While its competitiveness suffered during the early 1990s as the Deutschmark appreciated following reunification, for the past 15 years productivity gains have been outstripping wage growth.

 

"This is now enabling Germany to compete with Asian production and for Asian demand," said Carrick.

 

Unemployment barely moved during the crisis and now stands at its lowest level since reunification, and that has resulted in a strong rebound - "a mini-boom", in Carrick's words - in consumer spending. Meanwhile, the proportion of profits companies pay in interest has fallen back to the levels of the boom years of 2005.

 

"If German companies wanted to invest and expand now, they could gear up to do so and pay their low costs out of profits easily," said Carrick. "And that's precisely what we think is happening today."

 

And German banks are eager to lend to these industrial poster-children: loan rejection rates hardly lifted during the financial crisis and are well on their way back to 2006-07 levels.
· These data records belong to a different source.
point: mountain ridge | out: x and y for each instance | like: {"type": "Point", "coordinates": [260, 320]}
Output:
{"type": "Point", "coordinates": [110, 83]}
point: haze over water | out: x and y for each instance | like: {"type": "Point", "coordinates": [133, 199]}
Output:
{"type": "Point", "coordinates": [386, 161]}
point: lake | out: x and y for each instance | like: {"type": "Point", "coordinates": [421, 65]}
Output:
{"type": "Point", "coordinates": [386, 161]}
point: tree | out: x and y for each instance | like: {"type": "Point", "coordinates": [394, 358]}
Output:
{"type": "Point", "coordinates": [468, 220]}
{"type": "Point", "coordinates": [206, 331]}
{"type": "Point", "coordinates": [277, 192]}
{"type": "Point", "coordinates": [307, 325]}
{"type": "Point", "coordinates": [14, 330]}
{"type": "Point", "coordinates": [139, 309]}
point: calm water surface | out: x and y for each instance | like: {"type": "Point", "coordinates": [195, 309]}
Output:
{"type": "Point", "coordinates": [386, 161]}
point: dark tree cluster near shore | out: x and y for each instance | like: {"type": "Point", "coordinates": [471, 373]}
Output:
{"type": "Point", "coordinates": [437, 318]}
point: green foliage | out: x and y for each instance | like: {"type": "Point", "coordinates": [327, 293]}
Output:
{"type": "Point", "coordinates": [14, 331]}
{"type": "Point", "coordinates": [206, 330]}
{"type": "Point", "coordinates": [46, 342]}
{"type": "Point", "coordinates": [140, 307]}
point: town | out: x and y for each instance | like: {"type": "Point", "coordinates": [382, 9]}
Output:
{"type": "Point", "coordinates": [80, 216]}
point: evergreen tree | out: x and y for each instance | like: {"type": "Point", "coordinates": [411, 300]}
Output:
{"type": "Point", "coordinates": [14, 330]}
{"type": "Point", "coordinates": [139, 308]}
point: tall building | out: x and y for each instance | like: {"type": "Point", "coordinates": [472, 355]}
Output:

The story is similar in France, where rejection levels rose quite sharply during the crisis, but are now falling just as sharply again as banks recognise that corporate indebtedness is settling around its historical average.

 

"Our view is therefore that it's not all bad news in the euro area," said Carrick. "And in particular, we would point out that the euro-zone is not one country that is 'muddling through', which seems to be the consensus."

 

While L&GIM's forecast for euro-zone GDP growth in 2012 is close to the consensus of 1.75%, its forecasts for Germany and France are far more optimistic and those for Spain and Italy much more pessimistic - but Carrick observes that Greece, Ireland, Portugal, Spain and Italy combined make up 36% of the euro-zone's economy and are easily outweighed by those economies that face a much sunnier outlook.

 

"Markets are in danger of missing the good news about Germany, France, the Netherlands, Scandinavia, Austria, Slovenia and the rest," said Carrick. "We need to differentiate, and when we do, we think Europe as a whole will be OK."

 

Asked about the danger of peripheral liabilities materialising as the contingent liabilities of economies like Germany's, Carrick observed that the credit improvements in Germany and France suggested their banking systems - usually identified as one of the vectors of contagion from the periphery - were in better shape than many feared.

 

"Having said that, credit conditions can worsen quickly, and we are monitoring that very closely, as that would be an indication that the picture is changing," he said.

 

And while he conceded that there was "no easy way out" for economies like Spain's and Italy's - given the difficulty of cutting spending for growth without the ability to devalue - he felt that the political elite would do "everything it could" to keep these countries in the euro-zone.

 

"To do otherwise would be to admit to a huge mistake," he said.

 

The result, he speculated, would be losses for lenders, a recapitalisation of the banking sector by the ECB and a subsequent fall in the value of the euro.

 

Commenting on the spike in Italy's bond yield to more than 6% this week, Carrick noted that, unlike many other peripheral economies, Italy could rely on solid domestic demand for its bonds.

 

"The yields rallied pretty quickly back down to 5.5%," he said. "So while speculators can cause short-term volatility, it's not so easy to see that overcoming the demand that there is from domestic buyers."